I recently found a bug in my application caused by unexpected behaviour of array_merge_recursive
. Let's take a look at this simple example:
$array1 = [
1 => [
1 => 100,
2 => 200,
],
2 => [
3 => 1000,
],
3 => [
1 => 500
]
];
$array2 = [
3 => [
1 => 500
]
];
array_merge_recursive($array1, $array2);
//returns: array:4 [ 0 => //...
I expected to get an array with 3 elements: keys 1, 2, and 3. However, the function returns an array with keys 0, 1, 2 and 3. So 4 elements, while I expected only 3. When I replace the numbers by their alphabetical equivalents (a, b, c) it returns an array with only 3 elements: a, b and c.
$array1 = [
'a' => [
1 => 100,
2 => 200,
],
'b' => [
3 => 1000,
],
'c' => [
1 => 500
]
];
$array2 = [
'c' => [
1 => 500
]
];
array_merge_recursive($array1, $array2);
//returns: array:3 [ 'a' => //...
This is (to me at least) unexpected behaviour, but at least it's documented:
http://php.net/manual/en/function.array-merge-recursive.php
If the input arrays have the same string keys, then the values for these keys are merged together into an array, and this is done recursively, so that if one of the values is an array itself, the function will merge it with a corresponding entry in another array too. If, however, the arrays have the same numeric key, the later value will not overwrite the original value, but will be appended.

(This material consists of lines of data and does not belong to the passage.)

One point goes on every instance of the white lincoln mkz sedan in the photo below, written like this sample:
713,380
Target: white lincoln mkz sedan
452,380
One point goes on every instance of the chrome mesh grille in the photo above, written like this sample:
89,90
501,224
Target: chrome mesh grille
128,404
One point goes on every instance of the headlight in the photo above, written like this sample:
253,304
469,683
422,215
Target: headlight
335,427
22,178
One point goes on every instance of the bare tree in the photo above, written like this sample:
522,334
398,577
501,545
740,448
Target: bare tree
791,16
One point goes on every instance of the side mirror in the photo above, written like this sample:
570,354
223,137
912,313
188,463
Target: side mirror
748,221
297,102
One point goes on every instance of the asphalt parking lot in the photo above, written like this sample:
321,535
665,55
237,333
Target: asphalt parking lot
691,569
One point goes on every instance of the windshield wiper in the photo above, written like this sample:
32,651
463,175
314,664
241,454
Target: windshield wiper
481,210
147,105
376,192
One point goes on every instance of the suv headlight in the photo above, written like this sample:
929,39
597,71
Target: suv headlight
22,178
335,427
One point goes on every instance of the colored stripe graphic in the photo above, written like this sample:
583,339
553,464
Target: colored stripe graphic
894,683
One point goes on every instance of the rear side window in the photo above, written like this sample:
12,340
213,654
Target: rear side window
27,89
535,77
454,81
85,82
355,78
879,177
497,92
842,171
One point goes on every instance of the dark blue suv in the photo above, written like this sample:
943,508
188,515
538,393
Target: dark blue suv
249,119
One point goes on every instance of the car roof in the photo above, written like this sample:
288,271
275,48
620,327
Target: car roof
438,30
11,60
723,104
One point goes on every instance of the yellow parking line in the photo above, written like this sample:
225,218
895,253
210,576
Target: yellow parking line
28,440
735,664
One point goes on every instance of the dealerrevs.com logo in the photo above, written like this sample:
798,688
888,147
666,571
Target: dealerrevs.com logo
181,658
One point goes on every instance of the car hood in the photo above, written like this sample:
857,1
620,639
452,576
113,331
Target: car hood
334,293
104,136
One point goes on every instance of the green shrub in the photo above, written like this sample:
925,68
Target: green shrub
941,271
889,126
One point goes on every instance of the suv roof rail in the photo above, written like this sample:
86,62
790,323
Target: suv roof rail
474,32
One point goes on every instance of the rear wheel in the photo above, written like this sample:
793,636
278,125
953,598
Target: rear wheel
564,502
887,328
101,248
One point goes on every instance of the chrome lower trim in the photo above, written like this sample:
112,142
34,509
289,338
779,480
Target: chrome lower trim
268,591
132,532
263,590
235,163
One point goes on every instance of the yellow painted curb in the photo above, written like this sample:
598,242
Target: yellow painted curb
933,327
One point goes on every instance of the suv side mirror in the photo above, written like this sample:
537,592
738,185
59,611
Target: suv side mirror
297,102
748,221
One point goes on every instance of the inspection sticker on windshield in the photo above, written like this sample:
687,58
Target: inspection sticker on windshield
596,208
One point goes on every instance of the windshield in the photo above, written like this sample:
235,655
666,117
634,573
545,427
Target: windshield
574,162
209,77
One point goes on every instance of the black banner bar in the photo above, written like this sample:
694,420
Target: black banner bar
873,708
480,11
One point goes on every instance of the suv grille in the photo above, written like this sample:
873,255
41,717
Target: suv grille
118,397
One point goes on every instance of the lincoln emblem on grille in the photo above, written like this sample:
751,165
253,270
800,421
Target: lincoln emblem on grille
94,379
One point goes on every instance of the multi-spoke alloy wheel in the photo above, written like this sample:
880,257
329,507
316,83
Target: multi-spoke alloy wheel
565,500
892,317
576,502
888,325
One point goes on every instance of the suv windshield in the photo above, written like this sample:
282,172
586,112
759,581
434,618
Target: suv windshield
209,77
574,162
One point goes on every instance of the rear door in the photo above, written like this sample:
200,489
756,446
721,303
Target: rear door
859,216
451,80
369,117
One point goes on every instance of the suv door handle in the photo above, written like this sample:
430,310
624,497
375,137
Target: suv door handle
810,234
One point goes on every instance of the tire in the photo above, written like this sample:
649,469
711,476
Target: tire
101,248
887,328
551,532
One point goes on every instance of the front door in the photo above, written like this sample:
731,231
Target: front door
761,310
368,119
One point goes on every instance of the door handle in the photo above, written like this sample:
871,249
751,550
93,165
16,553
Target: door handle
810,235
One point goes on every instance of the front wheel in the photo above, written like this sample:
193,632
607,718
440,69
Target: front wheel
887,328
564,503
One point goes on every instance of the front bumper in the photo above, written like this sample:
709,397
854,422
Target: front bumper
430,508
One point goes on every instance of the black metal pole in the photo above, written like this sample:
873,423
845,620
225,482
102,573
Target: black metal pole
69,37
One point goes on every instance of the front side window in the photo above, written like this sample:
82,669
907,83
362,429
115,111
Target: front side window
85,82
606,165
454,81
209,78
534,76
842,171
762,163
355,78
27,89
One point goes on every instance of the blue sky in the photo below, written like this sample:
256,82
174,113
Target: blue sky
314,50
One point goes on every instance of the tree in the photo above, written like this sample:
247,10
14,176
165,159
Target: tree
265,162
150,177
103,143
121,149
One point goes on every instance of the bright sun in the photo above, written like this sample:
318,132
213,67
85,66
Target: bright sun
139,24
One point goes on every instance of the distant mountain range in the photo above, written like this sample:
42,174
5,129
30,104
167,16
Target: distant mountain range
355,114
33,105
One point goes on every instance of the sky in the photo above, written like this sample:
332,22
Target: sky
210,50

The documentation isn't very clear about what 'appended' means. It turns out that elements of $array1
with a numeric key will be treated as indexed elements, so they'll lose there current key: the returned array starts with 0. This will lead to strange outcome when using both numeric and string keys in an array, but let's not blame PHP if you're using a bad practice like that. In my case, the problem was solved by using array_replace_recursive
instead, which did the expected trick. ('replace' in that function means replace if exist, append otherwise; naming functions is hard!)
Question 1: recursive or not?
But that's not were this question ends. I thought array_*_resursive
would be a recursive function:
Recursion is a kind of function call in which a function calls itself. Such functions are also called recursive functions. Structural recursion is a method of problem solving where the solution to a problem depends on solutions to smaller instances of the same problem.
It turns out it isn't. While $array1
and $array2
are associative arrays, both $array1['c']
and $array2['c']
from the example above are indexed arrays with one element: [1 => 500]
. Let's merge them:
array_merge_recursive($array1['c'], $array2['c']);
//output: array:2 [0 => 500, 1 => 500]
This is expected output, because both arrays have a numeric key (1
), so the second will be appended to the first. The new array starts with key 0. But let's get back to the very first example:
array_merge_recursive($array1, $array2);
// output:
// array:3 [
// "a" => array:2 [
// 1 => 100
// 2 => 200
// ]
// "b" => array:1 [
// 3 => 1000
// ]
// "c" => array:2 [
// 1 => 500 //<-- why not 0 => 500?
// 2 => 500
// ]
//]
$array2['c'][1]
is appended to $array1['c']
but it has keys 1 and 2. Not 0 and 1 in the previous example. The main array and it's sub-arrays are treated differently when handling integer keys.
Question 2: String or integer key makes a big difference.
While writing this question, I found something else. It's getting more confusing when replacing the numeric key with a string key in a sub-array:
$array1 = [
'c' => [
'a' => 500
]
];
$array2 = [
'c' => [
'a' => 500
]
];
array_merge_recursive($array1, $array2);
// output:
// array:1 [
// "c" => array:1 [
// "a" => array:2 [
// 0 => 500
// 1 => 500
// ]
// ]
//]
So using a string key will cast (int) 500
into array(500)
, while using a integer key won't.
Can someone explain this behaviour?